Ce dernier problème est accentué par la sélection
sur la vitesse de croissance qui s'est opérée de façon
plus ou moins spectaculaire selon les races. En effet,
d'une façon générale, une sélection sur la vitesse de
croissance conduit à des muscles plus gros et de ce
fait moins vascularisés, avec des fibres plus
glycolytiques et plus rapides et moins de lipides
intramusculaires. Ceci est actuellement un problème
pour les espèces à intervalles de génération court
(volailles et porcs) mais le devient pour le bovin. Par
exemple, la sélection des bovins des culards en race
Blanc Bleu Belge en Belgique a conduit à des
animaux produisant une viande sans saveur, ceci
d’autant plus qu'ils sont conduits en système taurillon
abattus jeunes. En Charolais, la sélection sur la
vitesse de croissance et l'efficacité alimentaire de
taurillons charolais (dispositif Vachotron de l'INRA)

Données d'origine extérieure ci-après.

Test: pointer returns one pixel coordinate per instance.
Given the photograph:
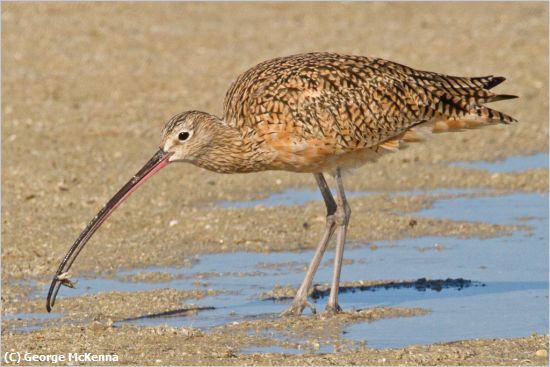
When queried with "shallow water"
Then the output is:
(510, 277)
(509, 164)
(303, 196)
(505, 292)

conduit effectivement à des muscles plus
glycolytiques avec moins de lipides intra-musculaires
et une flaveur plus faible.
Les travaux menés à l’INRA pour appréhender la
variabilité d’origine génétique des caractéristiques
musculaires et des qualités des viandes chez les
bovins complètent les trop rares travaux disponibles
dans la littérature. L’estimation des paramètres
génétiques (h², rg et réponses à la sélection) nécessite
des dispositifs expérimentaux adaptés et l’essentiel
de nos résultats furent obtenus dans
l’expérimentation « Vachotron ». Les CM furent
celles qui étaient mesurables « en routine » sur près
de 300 taurillons : dosages des protéines, lipides,
collagène, pigments ; caractéristiques des fibres
musculaires (% myosine I par ELISA, activités
enzymatiques de la LDH et ICDH, taille des fibres
sur coupes histologiques), alors que les QV ne purent
être mesurées que sur un peu plus de 100 taurillons.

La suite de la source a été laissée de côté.